CoPhy

Counterfactual Learning of Physical Dynamics

Understanding causes and effects in mechanical systems is an essential component of reasoning in the physical world. This work poses a new problem of counterfactual learning of object mechanics from visual input. We develop the COPHY benchmark to assess the capacity of the state-of-the-art models for causal physical reasoning in a synthetic 3D environment and propose a model for learning the physical dynamics in a counterfactual setting. Having observed a mechanical experiment that involves, for example, a falling tower of blocks, a set of bouncing balls or colliding objects, we learn to predict how its outcome is affected by an arbitrary intervention on its initial conditions, such as displacing one of the objects in the scene. The alternative future is predicted given the altered past and a latent representation of the confounders learned by the model in an end-to-end fashion with no supervision. We compare against feedforward video prediction baselines and show how observing alternative experiences allows the network to capture latent physical properties of the environment, which results in significantly more accurate predictions at the level of super human performance.

Authors

Fabien Baradel Natalia Neverova Julien Mille Greg Mori Christian Wolf
INSA-Lyon, LIRIS Facebook AI Research INSA-Val de Loire, LIFAM Simon Fraser University, Borealis AI INSA-Lyon, LIRIS

Benchmark

We introduce the Counterfactual Physics benchmark suite (COPHY) for counterfactual reasoning of physical dynamics from raw visual input. It is composed of three tasks based on three physical scenarios: BlocktowerCF, BallsCF and CollisionCF, defined similarly to existing state-ofthe-art environments for learning intuitive physics: Shape Stack (Groth et al., 2018), Bouncing balls environment (Chang et al., 2017) and Collision (Ye et al., 2018) respectively. This was done to ensure natural continuity between the prior art in the field and the proposed counterfactual formulation. Each scenario includes training and test samples, that we call experiments. Each experiment is represented by two sequences of synthetic RGB images (covering the time span of 6 sec at 4 fps):

  • an observed sequence demonstrates evolution of the dynamic system under the influence of laws of physics (gravity, friction, etc.), from its initial state to its final state. For simplic ity, we denote A the initial state and B the observed outcome;

  • a counterfactual sequence with an initial state C after the do-intervention, and the counterfactual outcome D.

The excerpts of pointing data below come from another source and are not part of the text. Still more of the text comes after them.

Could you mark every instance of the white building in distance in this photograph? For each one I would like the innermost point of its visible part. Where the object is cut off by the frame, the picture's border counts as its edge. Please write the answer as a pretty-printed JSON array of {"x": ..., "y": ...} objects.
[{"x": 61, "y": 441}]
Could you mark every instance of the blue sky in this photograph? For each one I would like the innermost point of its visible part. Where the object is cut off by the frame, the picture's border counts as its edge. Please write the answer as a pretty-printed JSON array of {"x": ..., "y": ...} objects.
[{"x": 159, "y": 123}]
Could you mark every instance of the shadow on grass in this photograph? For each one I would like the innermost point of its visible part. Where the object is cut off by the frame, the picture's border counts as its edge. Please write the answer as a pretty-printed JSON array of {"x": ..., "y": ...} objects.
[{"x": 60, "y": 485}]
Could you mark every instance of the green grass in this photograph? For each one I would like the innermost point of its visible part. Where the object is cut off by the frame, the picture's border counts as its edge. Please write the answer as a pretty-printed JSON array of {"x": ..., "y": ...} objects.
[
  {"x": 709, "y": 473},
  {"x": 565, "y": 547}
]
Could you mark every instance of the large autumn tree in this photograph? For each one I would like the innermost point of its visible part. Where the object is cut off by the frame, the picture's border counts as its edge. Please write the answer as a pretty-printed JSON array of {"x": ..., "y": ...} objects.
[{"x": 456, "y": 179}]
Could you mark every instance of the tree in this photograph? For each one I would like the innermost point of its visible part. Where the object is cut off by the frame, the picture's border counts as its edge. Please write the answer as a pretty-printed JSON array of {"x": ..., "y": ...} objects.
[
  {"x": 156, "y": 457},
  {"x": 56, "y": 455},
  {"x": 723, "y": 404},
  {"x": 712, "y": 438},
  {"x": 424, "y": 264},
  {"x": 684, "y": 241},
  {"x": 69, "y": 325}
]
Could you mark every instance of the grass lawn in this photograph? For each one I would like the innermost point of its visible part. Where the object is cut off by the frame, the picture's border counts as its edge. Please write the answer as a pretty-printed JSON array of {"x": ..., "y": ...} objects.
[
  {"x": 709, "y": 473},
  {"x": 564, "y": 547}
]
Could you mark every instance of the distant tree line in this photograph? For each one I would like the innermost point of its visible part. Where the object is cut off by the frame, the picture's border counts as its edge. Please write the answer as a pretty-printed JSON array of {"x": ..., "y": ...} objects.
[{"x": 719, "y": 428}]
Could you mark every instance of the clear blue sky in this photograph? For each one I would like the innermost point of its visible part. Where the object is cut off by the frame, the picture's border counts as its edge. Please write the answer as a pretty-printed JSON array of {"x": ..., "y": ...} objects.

A do-intervention is a visually observable change introduced to the initial physical setup (such as, for instance, object displacement or removal).

Finally, the physical world in each experiment is parameterized by a set of visually unobservable quantities, or confounders (such as object masses, friction coefficients, direction and magnitude of gravitational forces), that cannot be uniquely estimated from a single time step. Our dataset provides ground truth values of all confounders for evaluation purposes. However, we do not assume access to this information during training or inference, and do not encourage it.

Each of the three scenarios in the COPHY benchmark is defined as follows.

BlocktowerCF

Each experiment involves K=3 or K=4 stacked cubes, which are initially at resting (but potentially unstable) positions. We define three different confounder variables: masses, m∈{1, 10} and friction coefficients, µ∈{0.5, 1}, for each block, as well as gravity components in X and Y direction, gx,y∈{−1, 0, 1}. The do-interventions include block displacement or removal. This set contains 146k sample experiments corresponding to 73k different geometric block configurations.

BallsCF

Experiments show K bouncing balls (K=2…6). Each ball has an initial random velocity. The confounder variables are the masses, m∈{1, 10}, and the friction coefficients, µ∈{0.5, 1}, of each ball. There are two do-operators: block displacement or removal. There are in total 100k experiments corresponding to 50k different initial geometric configurations.

CollisionCF

This set is about moving objects colliding with static objects (balls or cylinders). The confounder variables are the masses, m∈{1, 10}, and the friction coefficients, µ∈{0.5, 1}, of each object. The do-interventions are limited to object displacement. This scenario includes 40k experiments with 20k unique geometric object configurations.

Usage

Given this data, the problem can be formalized as follows. During training, we are given the quadruplets of visual observations A, B, C, D, but do not not have access to the values of the confounders. During testing, the objective is to reason on new visual data unobserved at training time and to predict the counterfactual outcome D, having observed the first sequence (A, B) and the modified initial state C after the do-intervention, which is known.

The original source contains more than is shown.